Thursday, December 22, 2011

Comcast CEO Agrees To $500K Settlement With Antitrust Regulators

Comcast Corp. chairman Brian Roberts has agreed to a pay a $500,000 civil penalty in an antitrust suit in Washington that alleged he violated reporting and waiting requirements before acquiring company stock, the U.S. Justice Department said.

The Justice Department, acting at the request of the Federal Trade Commission, filed suit today against Roberts in U.S. District Court for the District of Columbia. The government simultaneously filed settlement documents that a judge will review. The case is assigned to U.S. District Judge Colleen Kollar-Kotelly.

Prosecutors said in the complaint (PDF) that Roberts, chairman and chief executive officer of Comcast, violated the notification requirements of the Hart-Scott-Rodino Act of 1976. The law contains notification and waiting period provisions that address acquisitions that result in holding stock or assets above a certain value.

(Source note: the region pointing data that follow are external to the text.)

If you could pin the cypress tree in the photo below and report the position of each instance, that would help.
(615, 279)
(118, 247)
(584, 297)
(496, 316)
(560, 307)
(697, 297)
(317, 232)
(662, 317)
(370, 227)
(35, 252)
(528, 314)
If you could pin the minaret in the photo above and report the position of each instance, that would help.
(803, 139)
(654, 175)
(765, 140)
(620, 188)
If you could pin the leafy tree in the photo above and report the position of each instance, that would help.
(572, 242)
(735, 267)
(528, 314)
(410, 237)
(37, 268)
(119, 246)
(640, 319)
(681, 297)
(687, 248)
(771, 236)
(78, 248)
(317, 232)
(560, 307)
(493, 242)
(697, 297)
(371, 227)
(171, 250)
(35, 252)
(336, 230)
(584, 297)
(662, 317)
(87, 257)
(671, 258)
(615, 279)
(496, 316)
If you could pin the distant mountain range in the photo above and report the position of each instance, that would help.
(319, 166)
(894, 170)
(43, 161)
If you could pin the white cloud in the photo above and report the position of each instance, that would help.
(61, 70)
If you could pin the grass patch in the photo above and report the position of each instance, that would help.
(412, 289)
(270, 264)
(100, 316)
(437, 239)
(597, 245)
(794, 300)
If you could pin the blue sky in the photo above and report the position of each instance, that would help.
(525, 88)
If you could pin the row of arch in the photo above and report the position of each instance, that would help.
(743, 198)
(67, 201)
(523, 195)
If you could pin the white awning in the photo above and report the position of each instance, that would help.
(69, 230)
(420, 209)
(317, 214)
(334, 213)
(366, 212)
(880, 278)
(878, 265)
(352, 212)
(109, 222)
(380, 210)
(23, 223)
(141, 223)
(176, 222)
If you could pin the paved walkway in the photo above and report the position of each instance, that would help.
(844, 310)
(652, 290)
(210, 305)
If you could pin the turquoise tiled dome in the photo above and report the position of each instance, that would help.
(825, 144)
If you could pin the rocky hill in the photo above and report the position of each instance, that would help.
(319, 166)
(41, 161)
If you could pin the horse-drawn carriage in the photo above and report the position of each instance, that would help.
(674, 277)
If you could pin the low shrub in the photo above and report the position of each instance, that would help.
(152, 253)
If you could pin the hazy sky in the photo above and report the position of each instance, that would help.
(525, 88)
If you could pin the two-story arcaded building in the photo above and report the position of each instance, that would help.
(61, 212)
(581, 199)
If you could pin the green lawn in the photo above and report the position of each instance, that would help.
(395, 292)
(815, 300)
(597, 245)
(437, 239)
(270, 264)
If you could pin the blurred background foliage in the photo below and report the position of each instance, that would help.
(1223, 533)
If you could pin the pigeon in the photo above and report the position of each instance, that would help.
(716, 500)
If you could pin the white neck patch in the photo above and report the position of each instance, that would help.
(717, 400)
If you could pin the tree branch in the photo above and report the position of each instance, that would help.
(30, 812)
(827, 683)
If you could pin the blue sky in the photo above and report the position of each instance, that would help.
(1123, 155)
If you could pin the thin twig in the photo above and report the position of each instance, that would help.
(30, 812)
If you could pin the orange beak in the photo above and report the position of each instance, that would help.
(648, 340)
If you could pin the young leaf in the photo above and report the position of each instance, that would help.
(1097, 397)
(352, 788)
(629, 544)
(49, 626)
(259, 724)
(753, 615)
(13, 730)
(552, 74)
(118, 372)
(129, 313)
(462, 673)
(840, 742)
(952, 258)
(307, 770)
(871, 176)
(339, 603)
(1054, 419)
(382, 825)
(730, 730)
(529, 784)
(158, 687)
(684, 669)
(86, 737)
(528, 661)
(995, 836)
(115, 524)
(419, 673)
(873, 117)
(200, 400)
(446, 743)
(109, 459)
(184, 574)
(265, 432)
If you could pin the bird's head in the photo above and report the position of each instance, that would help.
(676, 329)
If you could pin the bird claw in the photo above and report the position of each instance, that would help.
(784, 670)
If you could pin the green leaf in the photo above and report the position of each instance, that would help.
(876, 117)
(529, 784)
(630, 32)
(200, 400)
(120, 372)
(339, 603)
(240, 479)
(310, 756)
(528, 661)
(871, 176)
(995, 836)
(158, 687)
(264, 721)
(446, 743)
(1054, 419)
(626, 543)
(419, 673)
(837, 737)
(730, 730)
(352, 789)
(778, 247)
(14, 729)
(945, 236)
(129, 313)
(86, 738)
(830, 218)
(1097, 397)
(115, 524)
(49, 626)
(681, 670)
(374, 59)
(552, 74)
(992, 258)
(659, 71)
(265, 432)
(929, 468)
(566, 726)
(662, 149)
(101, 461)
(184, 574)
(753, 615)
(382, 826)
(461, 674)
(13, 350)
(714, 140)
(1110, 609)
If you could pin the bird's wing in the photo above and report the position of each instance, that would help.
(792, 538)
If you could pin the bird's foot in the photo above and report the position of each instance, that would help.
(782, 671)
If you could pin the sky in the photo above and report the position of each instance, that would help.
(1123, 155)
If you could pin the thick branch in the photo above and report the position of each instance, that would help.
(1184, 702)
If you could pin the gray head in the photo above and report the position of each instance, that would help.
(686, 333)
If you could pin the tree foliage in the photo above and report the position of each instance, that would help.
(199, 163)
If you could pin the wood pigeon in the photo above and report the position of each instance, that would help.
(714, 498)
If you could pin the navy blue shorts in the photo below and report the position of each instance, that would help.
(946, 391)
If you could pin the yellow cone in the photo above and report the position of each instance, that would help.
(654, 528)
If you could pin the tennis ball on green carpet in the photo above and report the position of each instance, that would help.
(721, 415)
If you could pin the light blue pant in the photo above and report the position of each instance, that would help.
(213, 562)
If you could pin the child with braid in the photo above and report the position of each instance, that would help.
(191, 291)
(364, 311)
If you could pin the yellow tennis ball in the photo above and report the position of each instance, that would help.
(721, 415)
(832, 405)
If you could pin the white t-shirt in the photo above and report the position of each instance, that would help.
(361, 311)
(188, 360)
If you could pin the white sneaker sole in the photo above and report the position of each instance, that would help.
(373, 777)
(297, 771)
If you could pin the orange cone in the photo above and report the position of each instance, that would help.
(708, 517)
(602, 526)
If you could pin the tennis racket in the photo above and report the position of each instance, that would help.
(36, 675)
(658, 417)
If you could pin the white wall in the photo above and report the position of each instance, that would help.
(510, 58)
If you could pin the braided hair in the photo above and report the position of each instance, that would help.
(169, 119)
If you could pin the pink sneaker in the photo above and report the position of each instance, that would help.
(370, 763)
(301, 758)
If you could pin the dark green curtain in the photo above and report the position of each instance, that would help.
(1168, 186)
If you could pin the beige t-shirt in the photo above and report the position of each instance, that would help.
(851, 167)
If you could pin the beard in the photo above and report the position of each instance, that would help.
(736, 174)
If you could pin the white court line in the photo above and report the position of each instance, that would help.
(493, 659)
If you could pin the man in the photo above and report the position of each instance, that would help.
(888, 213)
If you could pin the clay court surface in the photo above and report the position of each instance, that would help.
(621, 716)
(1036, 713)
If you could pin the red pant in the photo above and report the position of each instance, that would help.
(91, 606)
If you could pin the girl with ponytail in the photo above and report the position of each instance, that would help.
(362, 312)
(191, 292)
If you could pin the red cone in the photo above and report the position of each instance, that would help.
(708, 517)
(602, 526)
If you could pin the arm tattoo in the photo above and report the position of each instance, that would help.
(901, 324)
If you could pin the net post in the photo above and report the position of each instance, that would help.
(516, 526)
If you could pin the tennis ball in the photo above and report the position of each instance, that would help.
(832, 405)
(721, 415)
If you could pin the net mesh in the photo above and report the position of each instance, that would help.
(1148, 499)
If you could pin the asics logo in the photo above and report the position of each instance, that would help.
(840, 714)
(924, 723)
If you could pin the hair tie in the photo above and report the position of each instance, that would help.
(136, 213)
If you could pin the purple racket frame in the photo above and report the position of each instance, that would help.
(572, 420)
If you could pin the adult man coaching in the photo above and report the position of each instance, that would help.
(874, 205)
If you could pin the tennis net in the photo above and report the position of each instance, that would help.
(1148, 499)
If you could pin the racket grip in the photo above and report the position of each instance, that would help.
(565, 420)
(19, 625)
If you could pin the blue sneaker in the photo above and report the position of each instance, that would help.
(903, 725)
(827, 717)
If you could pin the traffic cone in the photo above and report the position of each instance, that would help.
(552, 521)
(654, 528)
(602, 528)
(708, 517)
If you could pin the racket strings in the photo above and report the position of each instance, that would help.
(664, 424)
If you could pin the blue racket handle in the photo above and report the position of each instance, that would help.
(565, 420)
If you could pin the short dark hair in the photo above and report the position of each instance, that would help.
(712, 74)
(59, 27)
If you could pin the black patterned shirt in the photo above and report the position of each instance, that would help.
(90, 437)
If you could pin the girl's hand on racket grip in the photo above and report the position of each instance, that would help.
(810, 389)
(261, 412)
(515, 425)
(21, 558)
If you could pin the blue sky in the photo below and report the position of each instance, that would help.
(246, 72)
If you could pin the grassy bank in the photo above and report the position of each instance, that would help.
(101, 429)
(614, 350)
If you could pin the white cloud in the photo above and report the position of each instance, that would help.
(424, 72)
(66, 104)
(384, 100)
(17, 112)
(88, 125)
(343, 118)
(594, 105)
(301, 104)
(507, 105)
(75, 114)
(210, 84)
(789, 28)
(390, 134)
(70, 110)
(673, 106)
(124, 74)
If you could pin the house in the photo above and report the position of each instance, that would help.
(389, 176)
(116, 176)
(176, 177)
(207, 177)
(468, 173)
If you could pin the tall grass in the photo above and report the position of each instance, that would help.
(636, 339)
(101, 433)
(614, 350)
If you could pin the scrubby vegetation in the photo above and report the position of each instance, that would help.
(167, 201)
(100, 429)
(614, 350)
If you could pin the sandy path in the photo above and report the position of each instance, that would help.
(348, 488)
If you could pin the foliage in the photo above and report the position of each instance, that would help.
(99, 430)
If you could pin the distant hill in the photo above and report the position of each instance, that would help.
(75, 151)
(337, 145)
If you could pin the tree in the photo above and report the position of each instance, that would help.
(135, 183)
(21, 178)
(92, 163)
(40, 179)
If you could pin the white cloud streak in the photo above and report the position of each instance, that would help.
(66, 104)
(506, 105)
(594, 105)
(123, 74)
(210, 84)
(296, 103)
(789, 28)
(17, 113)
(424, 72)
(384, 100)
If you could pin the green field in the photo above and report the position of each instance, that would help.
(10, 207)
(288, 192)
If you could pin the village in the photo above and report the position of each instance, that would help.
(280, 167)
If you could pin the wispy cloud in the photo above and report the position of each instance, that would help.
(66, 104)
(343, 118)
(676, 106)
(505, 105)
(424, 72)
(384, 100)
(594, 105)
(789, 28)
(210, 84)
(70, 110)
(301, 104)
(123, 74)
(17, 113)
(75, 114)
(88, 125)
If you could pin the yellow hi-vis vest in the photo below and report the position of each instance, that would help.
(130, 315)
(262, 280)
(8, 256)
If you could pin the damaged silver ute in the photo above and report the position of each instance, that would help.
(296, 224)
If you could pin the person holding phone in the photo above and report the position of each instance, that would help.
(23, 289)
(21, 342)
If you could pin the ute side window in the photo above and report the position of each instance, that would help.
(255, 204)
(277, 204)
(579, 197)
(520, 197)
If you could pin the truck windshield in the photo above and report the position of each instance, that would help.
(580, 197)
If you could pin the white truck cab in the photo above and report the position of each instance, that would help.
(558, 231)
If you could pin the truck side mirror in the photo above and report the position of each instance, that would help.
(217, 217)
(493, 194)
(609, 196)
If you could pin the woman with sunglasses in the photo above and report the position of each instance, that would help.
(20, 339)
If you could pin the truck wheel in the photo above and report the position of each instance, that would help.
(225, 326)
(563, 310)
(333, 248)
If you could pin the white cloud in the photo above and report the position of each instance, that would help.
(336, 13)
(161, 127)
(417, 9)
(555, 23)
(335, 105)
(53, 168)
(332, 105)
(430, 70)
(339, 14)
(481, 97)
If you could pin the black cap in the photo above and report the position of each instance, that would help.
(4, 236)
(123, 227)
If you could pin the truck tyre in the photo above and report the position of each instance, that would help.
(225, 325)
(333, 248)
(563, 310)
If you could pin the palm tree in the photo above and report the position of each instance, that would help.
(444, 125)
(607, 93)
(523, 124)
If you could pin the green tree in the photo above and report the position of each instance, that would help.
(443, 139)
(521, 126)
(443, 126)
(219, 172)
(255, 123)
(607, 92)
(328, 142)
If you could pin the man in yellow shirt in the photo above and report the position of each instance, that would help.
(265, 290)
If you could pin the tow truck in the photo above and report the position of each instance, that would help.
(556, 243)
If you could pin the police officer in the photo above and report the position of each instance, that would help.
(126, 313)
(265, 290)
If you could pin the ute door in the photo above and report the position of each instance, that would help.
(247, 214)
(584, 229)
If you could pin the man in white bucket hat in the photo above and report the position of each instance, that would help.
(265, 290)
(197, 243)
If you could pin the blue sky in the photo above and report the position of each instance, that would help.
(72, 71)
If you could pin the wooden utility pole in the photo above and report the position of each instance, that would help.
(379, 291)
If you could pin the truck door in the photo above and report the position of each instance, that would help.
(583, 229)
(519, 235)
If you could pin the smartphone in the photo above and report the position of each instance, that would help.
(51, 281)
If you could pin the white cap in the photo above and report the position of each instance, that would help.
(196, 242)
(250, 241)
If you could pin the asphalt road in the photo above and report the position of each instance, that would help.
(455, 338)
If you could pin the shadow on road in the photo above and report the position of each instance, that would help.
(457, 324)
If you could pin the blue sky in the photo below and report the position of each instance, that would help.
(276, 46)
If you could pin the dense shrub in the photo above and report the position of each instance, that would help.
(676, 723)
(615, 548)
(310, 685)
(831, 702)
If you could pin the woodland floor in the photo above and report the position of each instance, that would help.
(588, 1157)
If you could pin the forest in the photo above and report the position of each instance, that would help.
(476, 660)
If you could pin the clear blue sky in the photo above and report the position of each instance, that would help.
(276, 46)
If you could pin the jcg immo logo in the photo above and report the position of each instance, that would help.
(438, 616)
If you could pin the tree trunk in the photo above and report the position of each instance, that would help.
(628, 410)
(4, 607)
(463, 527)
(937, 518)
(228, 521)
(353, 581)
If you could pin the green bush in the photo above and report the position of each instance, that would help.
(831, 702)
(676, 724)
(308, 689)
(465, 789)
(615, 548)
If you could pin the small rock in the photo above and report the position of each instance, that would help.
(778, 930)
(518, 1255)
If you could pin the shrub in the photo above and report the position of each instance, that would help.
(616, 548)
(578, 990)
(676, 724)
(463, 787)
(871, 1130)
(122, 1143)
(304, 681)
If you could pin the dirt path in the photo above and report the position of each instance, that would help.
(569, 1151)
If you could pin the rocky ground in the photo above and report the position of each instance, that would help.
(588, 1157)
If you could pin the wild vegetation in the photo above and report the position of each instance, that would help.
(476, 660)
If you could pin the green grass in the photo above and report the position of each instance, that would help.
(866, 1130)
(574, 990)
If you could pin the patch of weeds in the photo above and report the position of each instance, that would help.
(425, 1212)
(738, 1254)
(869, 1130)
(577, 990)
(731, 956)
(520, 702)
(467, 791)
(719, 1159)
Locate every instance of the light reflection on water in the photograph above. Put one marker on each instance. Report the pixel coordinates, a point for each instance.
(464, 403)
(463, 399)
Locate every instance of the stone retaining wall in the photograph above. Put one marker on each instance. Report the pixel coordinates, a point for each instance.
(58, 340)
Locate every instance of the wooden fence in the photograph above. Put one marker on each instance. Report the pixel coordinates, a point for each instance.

The complaint said Roberts failed to comply with the notification requirement before acquiring Comcast stock as part of his compensation beginning on Oct. 22, 2007. Roberts did not notify DOJ and the FTC before acquiring the Comcast shares, the complaint said.

DOJ lawyers said in court papers the "notification and wait period are intended to give the federal antitrust agencies prior notice of, and information about, proposed transactions. The waiting period is also intended to provide the federal antitrust agencies with an opportunity to investigate a proposed transaction and to determine whether to seek an injunction to prevent the consummation of a transaction that may violate antitrust laws."

A lawyer for Roberts, Michael Sohn, counsel in the Washington office of Davis Polk & Wardwell, declined to comment this afternoon. The FTC said in a statement that Roberts in August 2009 made a corrective filing. Roberts, according to the FTC, admitted to inadvertent violations of the law's filing requirements in 1999 and in 2000. He was not charged for the earlier violations.

Addressing the $500,00 settlement, the FTC said in a statementthis afternoon: "The amount of the fine was limited by a number of factors, including that the violation was inadvertent and technical; that it was apparently due to faulty advice from outside counsel; that Roberts did not gain financially from the violation; and that he reported the violation promptly once it was discovered."